Artikel 101: Besluitvorming bij geconstateerde distorsie

100
Artikel 101
102

Ingeval de Commissie vaststelt dat een dispariteit tussen de wettelijke of bestuursrechtelijke bepalingen der Lid-Staten de mededingingsvoorwaarden op de gemeenschappelijke markt vervalst en zodoende een distorsie veroorzaakt welke moet worden opgeheven, raadpleegt zij de betrokken Lid-Staten.

Indien deze raadpleging niet leidt tot overeenstemming waardoor de betrokken distorsie wordt opgeheven, stelt de Raad, gedurende de eerste etappe met eenparigheid en daarna met gekwalificeerde meerderheid van stemmen op voorstel van de Commissie de voor dat doel noodzakelijke richtlijnen vast. De Commissie en de Raad kunnen alle andere dienstige maatregelen nemen welke dit Verdrag voorziet.

Inhoudsopgave van deze pagina:

1.

Toelichting Nederlandse regering

Indien de Commissie echter van mening is, dat verschillen in wettelijke regelingen, voorschriften of administratieve bepalingen tussen de Lid-Staten van dien aard zijn, dat hierdoor de concurrentieverhoudingen worden vervalst en uit dien hoofde een "distorsie" wordt uitgelokt, welke moet wee den opgeheven, dan wordt een krachtiger procedure voorzien (artikel 101).

In dat geval tracht de Commissie door middel van overleg een soort minnelijke schikking te treffen.

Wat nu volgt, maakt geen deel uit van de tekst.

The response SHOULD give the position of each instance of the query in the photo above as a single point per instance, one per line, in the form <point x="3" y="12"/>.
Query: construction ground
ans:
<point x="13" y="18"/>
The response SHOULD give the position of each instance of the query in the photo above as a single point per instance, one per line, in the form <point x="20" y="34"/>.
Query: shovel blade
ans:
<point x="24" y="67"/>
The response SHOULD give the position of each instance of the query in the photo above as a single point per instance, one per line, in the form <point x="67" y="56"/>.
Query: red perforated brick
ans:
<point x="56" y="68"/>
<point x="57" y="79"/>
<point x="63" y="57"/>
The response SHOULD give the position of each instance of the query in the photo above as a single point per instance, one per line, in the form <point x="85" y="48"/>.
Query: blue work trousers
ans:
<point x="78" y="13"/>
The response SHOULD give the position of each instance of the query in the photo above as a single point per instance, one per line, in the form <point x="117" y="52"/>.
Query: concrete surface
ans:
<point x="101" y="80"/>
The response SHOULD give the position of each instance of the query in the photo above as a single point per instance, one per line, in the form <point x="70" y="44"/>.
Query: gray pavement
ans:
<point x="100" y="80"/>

Lukt dit niet, dan kan de Raad op voorstel van de Commissie ook ditmaal weer de nodige directieven geven, zij het na de eerste etappe, besluitend met een gekwalificeerde meerderheid. Deze directieven kunnen eventueel dus ook inhouden de wijziging of opheffing van bepaalde wettelijke regelingen, voorschriften of administratieve bepalingen.

Als zodanig is deze procedure dus stringenter dan bij de algemene regels ex artikel 100 i. Het is echter zeer wel denkbaar, dat de Commissie of de Raad een oplossing voor een dergelijke distorsie vindt langs een heel andere weg, b.v. door aan een benadeelde Staat het nemen van bepaalde afweermaatregelen toe te staan.

De vraag of en wanneer bepaalde verschillen in wettelijke regelingen etc. inderdaad een distorsie veroorzaken, is overgelaten aan het oordeel van de Commissie. Het is niet mogelijk gebleken dit begrip "distorsie" nader te preciseren. In het z.g. rapport-Spaak wordt hiervan wel een iets nadere omschrijving gegeven. Volgens dit rapport (op blz.61 en 62) is voor het bestaan van een specifieke distorsie nodig, dat een bedrijfstak in een land hetzij zwaarder, hetzij lichter wordt belast dan gemiddeld, zonder dat zulks het geval is voor de concurrerende bedrijfstak in de partnerlanden.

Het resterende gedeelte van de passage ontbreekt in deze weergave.